Code with Documentation
package main
import (
"fmt"
)
// TreeNode defines a binary search tree node.
type TreeNode struct {
Val int
Left *TreeNode
Right *TreeNode
}
// sortedArrayToBST converts a sorted array into a height-balanced BST.
func sortedArrayToBST(nums []int) *TreeNode {
if len(nums) == 0 {
return nil
}
return convert(nums, 0, len(nums)-1)
}
// convert is a recursive helper function to convert array slice into a BST.
// It takes a slice of the array along with the start and end indices.

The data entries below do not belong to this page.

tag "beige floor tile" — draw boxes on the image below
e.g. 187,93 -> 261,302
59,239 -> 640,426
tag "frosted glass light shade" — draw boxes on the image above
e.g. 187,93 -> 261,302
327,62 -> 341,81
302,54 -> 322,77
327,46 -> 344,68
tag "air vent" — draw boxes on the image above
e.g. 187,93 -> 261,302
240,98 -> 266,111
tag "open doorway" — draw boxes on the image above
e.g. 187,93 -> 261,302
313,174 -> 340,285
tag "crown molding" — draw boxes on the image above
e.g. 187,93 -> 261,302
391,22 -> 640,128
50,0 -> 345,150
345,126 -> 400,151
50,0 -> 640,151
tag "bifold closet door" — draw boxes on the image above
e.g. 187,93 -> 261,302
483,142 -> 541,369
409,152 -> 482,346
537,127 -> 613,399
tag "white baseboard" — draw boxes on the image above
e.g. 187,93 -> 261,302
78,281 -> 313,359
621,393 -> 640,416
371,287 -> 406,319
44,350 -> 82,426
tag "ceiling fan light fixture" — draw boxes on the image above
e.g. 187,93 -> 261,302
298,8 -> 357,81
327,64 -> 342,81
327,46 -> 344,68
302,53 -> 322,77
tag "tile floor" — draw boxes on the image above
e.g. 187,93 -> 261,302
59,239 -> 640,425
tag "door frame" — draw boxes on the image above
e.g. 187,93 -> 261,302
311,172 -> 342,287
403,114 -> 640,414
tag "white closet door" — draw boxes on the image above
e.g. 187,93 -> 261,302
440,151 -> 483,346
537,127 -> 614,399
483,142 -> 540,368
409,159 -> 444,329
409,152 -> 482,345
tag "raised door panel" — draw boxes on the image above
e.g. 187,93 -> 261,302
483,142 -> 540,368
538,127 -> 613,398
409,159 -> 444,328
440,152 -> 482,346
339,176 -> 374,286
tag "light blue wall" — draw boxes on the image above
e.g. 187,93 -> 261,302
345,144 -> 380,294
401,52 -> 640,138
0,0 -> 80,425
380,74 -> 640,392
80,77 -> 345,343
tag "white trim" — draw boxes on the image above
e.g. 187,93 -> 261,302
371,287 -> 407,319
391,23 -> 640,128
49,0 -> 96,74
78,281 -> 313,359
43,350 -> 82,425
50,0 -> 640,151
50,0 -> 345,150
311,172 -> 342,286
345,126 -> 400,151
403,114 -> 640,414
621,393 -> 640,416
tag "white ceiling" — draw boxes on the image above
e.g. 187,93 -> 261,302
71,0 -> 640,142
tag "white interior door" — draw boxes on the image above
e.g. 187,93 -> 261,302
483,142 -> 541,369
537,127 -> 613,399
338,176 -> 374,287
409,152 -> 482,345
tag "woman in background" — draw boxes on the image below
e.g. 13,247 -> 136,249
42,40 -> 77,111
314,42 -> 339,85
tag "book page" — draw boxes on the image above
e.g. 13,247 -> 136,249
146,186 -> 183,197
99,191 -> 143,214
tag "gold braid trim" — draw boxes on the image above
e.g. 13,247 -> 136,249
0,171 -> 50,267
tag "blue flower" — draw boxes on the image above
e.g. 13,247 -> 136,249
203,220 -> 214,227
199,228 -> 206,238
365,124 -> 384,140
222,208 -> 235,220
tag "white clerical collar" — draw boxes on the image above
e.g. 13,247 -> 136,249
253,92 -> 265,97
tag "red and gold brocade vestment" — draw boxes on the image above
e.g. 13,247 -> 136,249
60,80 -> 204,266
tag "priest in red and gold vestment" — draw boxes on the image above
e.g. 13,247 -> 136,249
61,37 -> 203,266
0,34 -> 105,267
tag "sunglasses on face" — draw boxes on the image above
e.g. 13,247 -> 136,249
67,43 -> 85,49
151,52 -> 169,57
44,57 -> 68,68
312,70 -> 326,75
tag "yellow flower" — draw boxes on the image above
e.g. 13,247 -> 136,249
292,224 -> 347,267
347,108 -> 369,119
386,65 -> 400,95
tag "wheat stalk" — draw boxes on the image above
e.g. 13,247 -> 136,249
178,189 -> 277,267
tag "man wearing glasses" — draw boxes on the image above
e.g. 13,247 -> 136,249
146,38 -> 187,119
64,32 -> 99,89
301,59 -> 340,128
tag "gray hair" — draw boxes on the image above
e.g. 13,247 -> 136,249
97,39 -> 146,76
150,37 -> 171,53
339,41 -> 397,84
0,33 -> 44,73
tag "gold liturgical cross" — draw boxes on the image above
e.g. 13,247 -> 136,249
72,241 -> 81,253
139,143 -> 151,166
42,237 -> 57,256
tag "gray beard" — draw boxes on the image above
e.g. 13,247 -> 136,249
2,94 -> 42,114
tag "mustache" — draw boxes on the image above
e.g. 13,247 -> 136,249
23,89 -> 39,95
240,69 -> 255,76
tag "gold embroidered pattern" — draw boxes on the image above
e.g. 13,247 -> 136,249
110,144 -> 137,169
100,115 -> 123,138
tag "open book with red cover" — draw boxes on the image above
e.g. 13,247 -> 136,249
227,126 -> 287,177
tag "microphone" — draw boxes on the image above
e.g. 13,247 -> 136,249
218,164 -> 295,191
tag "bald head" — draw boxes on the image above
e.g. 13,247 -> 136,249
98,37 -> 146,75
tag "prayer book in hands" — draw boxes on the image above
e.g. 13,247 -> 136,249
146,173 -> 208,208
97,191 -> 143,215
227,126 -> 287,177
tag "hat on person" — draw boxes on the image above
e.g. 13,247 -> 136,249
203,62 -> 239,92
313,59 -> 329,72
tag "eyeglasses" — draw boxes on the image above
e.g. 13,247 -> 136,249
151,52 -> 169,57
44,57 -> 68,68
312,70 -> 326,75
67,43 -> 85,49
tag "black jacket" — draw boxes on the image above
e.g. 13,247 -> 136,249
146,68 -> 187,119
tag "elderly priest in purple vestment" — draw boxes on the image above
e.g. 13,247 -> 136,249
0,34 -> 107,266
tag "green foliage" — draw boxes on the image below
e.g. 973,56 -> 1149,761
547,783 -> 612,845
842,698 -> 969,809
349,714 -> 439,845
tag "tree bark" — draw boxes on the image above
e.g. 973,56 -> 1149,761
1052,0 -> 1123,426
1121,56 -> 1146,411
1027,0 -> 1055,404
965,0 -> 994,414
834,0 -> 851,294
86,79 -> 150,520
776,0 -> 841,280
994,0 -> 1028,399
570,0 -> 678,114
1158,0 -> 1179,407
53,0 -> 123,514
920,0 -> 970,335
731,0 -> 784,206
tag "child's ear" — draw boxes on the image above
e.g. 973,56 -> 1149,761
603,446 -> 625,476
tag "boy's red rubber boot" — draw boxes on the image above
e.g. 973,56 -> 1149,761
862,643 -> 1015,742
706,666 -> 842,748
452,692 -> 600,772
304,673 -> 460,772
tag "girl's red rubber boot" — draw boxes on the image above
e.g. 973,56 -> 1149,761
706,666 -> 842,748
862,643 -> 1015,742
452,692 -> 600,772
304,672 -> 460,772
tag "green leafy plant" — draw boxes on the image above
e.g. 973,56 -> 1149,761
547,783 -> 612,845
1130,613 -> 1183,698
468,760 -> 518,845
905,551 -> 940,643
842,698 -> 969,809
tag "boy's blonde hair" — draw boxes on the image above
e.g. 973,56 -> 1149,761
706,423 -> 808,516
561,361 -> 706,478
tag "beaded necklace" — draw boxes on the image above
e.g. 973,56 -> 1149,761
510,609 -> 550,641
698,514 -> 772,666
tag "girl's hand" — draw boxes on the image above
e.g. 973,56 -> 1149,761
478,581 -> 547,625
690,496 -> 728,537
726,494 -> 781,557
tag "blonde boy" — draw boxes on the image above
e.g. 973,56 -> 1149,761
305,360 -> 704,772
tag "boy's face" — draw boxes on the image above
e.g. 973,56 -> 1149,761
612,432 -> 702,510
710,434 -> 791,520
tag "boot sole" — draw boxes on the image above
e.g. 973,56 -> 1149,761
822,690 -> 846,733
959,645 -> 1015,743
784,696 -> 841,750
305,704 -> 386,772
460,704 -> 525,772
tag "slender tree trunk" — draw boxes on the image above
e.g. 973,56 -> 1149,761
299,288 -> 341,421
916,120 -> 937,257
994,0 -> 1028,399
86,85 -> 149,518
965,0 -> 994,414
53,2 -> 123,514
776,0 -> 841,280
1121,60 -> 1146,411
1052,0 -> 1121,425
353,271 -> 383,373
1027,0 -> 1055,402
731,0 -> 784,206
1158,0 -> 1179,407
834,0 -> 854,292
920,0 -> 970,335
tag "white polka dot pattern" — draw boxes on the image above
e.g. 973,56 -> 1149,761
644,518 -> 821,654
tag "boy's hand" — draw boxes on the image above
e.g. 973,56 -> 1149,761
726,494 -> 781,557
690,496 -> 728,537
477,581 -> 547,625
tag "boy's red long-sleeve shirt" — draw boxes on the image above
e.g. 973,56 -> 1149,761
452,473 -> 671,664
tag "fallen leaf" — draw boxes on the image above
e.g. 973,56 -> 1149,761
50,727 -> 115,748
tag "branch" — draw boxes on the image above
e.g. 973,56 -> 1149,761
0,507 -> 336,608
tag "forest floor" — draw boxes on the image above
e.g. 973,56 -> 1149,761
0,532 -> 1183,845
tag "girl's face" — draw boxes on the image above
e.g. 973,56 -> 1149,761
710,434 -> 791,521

func convert(nums []int, left int, right int) *TreeNode {
if left > right {
return nil
}
// Mid element to balance the tree
mid := left + (right - left)/2
node := &TreeNode{Val: nums[mid]}
node.Left = convert(nums, left, mid-1)
node.Right = convert(nums, mid+1, right)
return node
}
func main() {
// Example sorted array
nums := []int{-10, -3, 0, 5, 9}
bstRoot := sortedArrayToBST(nums)
fmt.Println("Root of the Balanced BST is:", bstRoot.Val) // Output should show the middle element as root
}Conclusion
The provided Go code efficiently creates a balanced BST from a sorted array by recursively selecting the middle element as the root. This approach ensures that the resultant BST is height-balanced, optimizing various binary tree operations such as search, insert, and delete.